Where does the "threat" which mobilises everyone come from? Orwell is very clear that it is not among the individual "highly civilised human beings" who are trying to kill him.
"Most of them, I have no doubt, are kind-hearted law-abiding men who would never dream of committing murder in private life. On the other hand, if one of them succeeds in blowing me to pieces with a well-placed bomb, he will never sleep any the worse for it. He is serving his country, which has the power to absolve him from evil."
I imagine whether one might say this about some members of ISIS. So much depends on what we consider to be "civilised".

But it's not fanatics who scare us: "What English people of nearly all classes loathe from the bottom of their hearts is the swaggering officer type, the jingle of spurs and the crash of boots.". It's the aristocracy who, in Europe adopted the goose-step as their "ritual dance" - and his point that it is hard to imagine a Hitler in the UK relies on the fact that "Beyond a certain point, military display is only possible in countries where the common people dare not laugh at the army." Orwell argued that we needed socialism to counter the aristocratic swagger which leads to people like Hitler. What he called elsewhere the "arrogance of superiority".

Today in Europe we don't see military officials swaggering in uniform, although the police often now carry guns. But there is still the swagger of authority everywhere - and I think this really lies at the heart of the Tory Brexit which has just taken place. Orwell may be right in what unites rich and poor being authoritarianism - it absolutely fits the rhetoric of Nigel Farage, Dominic Cummings and others. But there is no goose-stepping, and all that the Brexiteers complain of is "Brussels bureaucrats". That's a funny kind of goose-step!

But it may be one nonetheless. This is goose-step in the techno age. It is the goose-step of free-market capitalism, technologically-driven oppression, surveillance and artificially-imposed austerity. We are all marching to its beat, and most of us - the losers - hate it.

We know, deep down, that the likes of Johnson, Trump and Farage are really the commanders of this robot dance which so many detest. And we know that they know that declaring hatred for it on the one hand, and ramping-it up on the other is the game. But we are caught - because you cannot call them out without denying that the uniting hatred of authority is fundamentally true. It's a massive double-bind.

So how do we get out of this mess? Orwell's answer was socialism - and in many respects he knew that the founding of the NHS and welfare state was inevitable after the war. It's taken over 70 years to re-impose the goose-step in the techno age in a far more complex and uncertain form where it drives everything, distorting that early socialist ideal to move to its beat.

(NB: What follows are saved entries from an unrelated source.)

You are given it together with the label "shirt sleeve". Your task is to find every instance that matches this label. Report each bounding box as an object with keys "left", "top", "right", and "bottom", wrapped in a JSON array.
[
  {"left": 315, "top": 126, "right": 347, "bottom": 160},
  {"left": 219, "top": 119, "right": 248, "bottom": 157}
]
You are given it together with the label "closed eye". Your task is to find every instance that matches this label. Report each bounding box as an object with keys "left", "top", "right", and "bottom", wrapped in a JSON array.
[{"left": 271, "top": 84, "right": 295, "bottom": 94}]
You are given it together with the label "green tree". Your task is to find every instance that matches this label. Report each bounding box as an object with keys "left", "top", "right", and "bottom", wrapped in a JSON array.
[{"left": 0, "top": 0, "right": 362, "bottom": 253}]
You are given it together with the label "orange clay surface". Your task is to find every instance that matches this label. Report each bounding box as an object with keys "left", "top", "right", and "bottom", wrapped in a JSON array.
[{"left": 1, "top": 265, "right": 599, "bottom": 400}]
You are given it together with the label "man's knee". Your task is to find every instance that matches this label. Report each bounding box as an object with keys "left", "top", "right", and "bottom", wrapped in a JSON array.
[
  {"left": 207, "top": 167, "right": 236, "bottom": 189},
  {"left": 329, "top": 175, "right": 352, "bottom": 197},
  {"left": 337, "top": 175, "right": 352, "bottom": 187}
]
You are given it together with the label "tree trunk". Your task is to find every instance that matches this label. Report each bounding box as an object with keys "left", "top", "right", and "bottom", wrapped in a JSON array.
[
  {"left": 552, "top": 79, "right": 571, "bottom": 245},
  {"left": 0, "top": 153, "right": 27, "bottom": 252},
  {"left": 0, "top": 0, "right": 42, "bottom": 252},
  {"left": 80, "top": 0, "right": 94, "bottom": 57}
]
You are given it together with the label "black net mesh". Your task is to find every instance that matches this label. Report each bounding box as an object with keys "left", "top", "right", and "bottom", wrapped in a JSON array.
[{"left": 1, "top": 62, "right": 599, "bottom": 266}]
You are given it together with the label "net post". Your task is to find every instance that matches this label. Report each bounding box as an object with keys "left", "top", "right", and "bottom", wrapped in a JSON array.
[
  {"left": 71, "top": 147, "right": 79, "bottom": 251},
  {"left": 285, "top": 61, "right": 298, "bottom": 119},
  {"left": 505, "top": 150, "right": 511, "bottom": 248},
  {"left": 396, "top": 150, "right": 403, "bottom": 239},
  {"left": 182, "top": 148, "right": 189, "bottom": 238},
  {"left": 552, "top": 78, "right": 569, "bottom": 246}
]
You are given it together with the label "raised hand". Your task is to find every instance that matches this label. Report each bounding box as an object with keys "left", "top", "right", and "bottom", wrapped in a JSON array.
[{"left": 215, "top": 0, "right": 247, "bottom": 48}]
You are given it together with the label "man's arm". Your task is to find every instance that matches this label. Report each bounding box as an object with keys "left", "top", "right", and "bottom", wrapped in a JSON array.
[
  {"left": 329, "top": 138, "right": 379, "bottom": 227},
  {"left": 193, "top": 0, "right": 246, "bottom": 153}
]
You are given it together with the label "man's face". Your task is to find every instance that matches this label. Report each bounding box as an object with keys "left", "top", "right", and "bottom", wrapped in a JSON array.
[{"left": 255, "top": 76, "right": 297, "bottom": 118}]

One of the striking things about the EU and Brexit, Westminster and the election, is that everyone has taken it so seriously. Perhaps we shouldn't take any of this seriously. Perhaps the game is to get us to take seriously things which aren't at all serious. It's like the population who is afraid to laugh at its army. If we don't take our parliaments - whether national or international - seriously, what are they? They are - it all is - irrelevant. Now look at how hard the media - the press, the national broadcasters, the social media companies - are trying to convince us that this isn't irrelevant!

That's the mark of swaggering authority - to persuade the people that what is irrelevant is the most important thing in the world. It's a con.